Abstract Pharmacogenomics, the study of how an individual's genetic makeup affects their response to drugs, has undergone rapid advancements. This has occurred alongside a decrease in the cost of genotyping technology, making implementation of pharmacogenomics into clinical practice increasingly feasible. Personalized medicine leveraging pharmacogenomics is gaining momentum to optimize drug choice, dosage, efficacy, and safety for individual patients, moving away from the "one drug fits all" or "one dose fits all" strategies. This shift towards a more personalized approach presents an opportunity for healthcare providers to enhance clinical outcomes, reduce adverse drug reactions, and achieve cost-effective healthcare by integrating pharmacogenomics into routine clinical practice. As the cost of exome and whole-genome sequencing declines, pharmacogenomic data analysis becomes increasingly relevant in next-generation sequencing (NGS) based tests. These tests are widely adopted to diagnose rare diseases, to analyze mutation profiles of tumors, to provide reproductive genetic services, and perform genetic screening in newborns. NGS testing laboratories employ analysis software featuring integrated clinical decision support tools to process the extensive range of identified sequence variants proficiently. Although the FDA often requires that gene-drug associations be included in drug labeling, and numerous clinically relevant data sources exist (e.g., PharmVar and PharmGKB), there is currently a lack of integration of these resources into NGS testing workflows. This means that drug-gene interactions that can lead to severe adverse effects in patients are often overlooked. In this project, we will begin developing pharmacogenetics analytics capability as an integrated component of NGS-based genetic testing.
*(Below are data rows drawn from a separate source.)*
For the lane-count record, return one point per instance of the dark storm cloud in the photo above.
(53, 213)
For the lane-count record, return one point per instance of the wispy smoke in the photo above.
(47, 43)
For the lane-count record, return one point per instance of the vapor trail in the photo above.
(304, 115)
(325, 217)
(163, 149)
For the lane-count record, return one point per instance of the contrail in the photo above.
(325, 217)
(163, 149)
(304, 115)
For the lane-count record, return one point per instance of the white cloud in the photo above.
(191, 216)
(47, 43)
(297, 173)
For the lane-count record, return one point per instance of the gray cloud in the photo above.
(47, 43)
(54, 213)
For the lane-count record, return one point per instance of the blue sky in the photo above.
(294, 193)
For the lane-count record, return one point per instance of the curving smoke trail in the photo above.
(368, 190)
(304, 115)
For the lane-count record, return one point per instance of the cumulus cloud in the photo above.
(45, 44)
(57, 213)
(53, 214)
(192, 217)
This would involve developing and validating methods for automating identification and interpretation of pharmacogenetic variants, and integrating these findings into clinical reports for healthcare providers. Moreover, the project necessitates the evaluation of the clinical utility of pharmacogenetic testing in next-generation sequencing, assessing its influence on treatment decisions, patient outcomes, and healthcare costs. Overall, the project aims to establish pharmacogenetic testing as a routine component of next-generation sequencing, providing clinicians with valuable information to optimize medication selection and dosing for their patients.
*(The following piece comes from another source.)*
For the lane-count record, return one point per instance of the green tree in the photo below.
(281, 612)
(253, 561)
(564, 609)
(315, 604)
摘要 药物基因组学研究个体的基因构成如何影响他们对药物的反应，已经 经历了快速的进步。与此同时，基因分型技术的成本也在下降， 使药物基因组学在临床实践中的实施越来越可行。个性化医疗 利用药物基因组学正在获得动力，以优化药物选择、剂量、疗效和安全性 个别患者，远离“一药适用”或“一剂适用于所有人”的策略。这一转变向 更个性化的方法为医疗保健提供者提供了提高临床结果的机会， 减少药物不良反应，通过将药物基因组学整合到 常规的临床实践。 随着外显子组和全基因组测序成本的下降，药物基因组数据分析成为 在基于下一代测序(NGS)的测试中越来越重要。这些测试被广泛应用于 诊断罕见疾病，分析肿瘤的突变图谱，提供生殖遗传服务，以及 对新生儿进行基因筛查。NGS测试实验室采用分析软件，集成了 临床决策支持工具，以熟练地处理广泛的已识别序列变体。 尽管FDA经常要求在药品标签中包括基因-药物关联，但许多 存在临床相关的数据源(例如，PharmVar和PharmGKB)，目前缺乏集成 将这些资源纳入NGS测试工作流程。这意味着药物与基因的相互作用可能导致严重的 患者的不良反应往往被忽视。 在这个项目中，我们将开始开发药物遗传学分析能力，作为 基于NGS的基因检测。这将涉及开发和验证用于自动识别的方法 和对药物遗传变异的解释，并将这些发现整合到医疗保健的临床报告中 供应商。此外，该项目还需要对药物遗传学测试的临床实用性进行评估。 下一代测序，评估其对治疗决策、患者结果和医疗保健的影响 成本。总体而言，该项目的目标是将药物遗传测试作为下一代的常规组成部分 测序，为临床医生提供有价值的信息，以优化他们的药物选择和剂量 病人。